The care and support programme at Gertrude’s is designed to maximize linkage to HIV services based on the WHO global health sector strategies on HIV/AIDS [8]. This is by enhancing broader health outcomes by integrating the program with other healthcare services including mother and child clinic visits thus enhancing broader health outcomes. Furthermore vulnerabilities and structural barriers are removed by providing home-based care to those unable access care and providing psychosocial support for both the infected and affected.

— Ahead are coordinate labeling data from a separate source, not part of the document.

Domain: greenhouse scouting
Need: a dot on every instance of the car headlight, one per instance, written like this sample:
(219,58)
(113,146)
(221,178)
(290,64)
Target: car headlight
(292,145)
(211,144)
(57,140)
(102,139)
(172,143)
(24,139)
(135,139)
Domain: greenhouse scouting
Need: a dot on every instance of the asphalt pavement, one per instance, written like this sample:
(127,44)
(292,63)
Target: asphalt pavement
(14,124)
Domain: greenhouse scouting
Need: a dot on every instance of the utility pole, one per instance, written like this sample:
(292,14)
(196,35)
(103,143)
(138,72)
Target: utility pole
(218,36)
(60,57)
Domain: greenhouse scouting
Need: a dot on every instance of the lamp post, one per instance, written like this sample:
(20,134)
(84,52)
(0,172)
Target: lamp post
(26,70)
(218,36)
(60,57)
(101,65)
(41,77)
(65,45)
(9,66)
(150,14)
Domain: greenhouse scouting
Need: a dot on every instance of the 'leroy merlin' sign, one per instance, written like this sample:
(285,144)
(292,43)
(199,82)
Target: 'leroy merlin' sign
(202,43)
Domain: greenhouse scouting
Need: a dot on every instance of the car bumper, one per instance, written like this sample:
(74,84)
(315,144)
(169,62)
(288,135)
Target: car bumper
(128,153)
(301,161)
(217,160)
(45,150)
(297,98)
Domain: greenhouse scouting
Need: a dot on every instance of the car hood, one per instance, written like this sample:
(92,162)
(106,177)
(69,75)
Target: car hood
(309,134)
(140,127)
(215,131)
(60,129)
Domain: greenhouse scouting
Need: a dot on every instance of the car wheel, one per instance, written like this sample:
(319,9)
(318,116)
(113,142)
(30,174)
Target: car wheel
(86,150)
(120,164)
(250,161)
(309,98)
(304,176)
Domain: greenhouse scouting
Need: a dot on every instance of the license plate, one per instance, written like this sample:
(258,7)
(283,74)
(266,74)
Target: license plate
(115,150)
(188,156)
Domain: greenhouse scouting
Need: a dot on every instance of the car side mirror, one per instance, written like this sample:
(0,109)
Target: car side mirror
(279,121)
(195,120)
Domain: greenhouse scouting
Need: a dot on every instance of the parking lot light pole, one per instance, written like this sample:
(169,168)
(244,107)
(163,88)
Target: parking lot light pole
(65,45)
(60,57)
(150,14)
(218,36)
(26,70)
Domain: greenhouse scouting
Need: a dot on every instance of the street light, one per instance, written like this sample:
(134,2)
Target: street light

On the global front, women are disproportionately affected by the HIV epidemic. The effect is more severe when the females are affected by socioeconomic inequalities. A recent study highlights trends in socio-economic inequalities that are linked to poor health outcomes [9]. In this study the prevalence of HIV was higher among women with lower levels of education. This is the picture depicted at Gertrude’s where more female patients are infected and this is across all age groups. Thus although Gertrude’s is primarily a paediatric healthcare institution, integrating the female patients through to adulthood will ultimately have a huge public health impact. The successes of family centered models, which ensure the entire family is integrated into care, have been seen in other African countries including Uganda [10].
Limitations
This intervention was implemented as a response to a need and hence a true baseline was not done with regard to evaluating the impact of the program. However it is possible to demonstrate that access to care was improved by more patients enrolling into ART.
Conclusion
As the world continues to forge ahead towards achieving the global HIV targets, issues pertaining to inequitable access to care must not be ignored. It is important that the focus should be multifaceted ensuring there is increased access to care, the care should be of good quality and based on international standards and all efforts should ensure there are no avoidable differences in access of these services across all groups.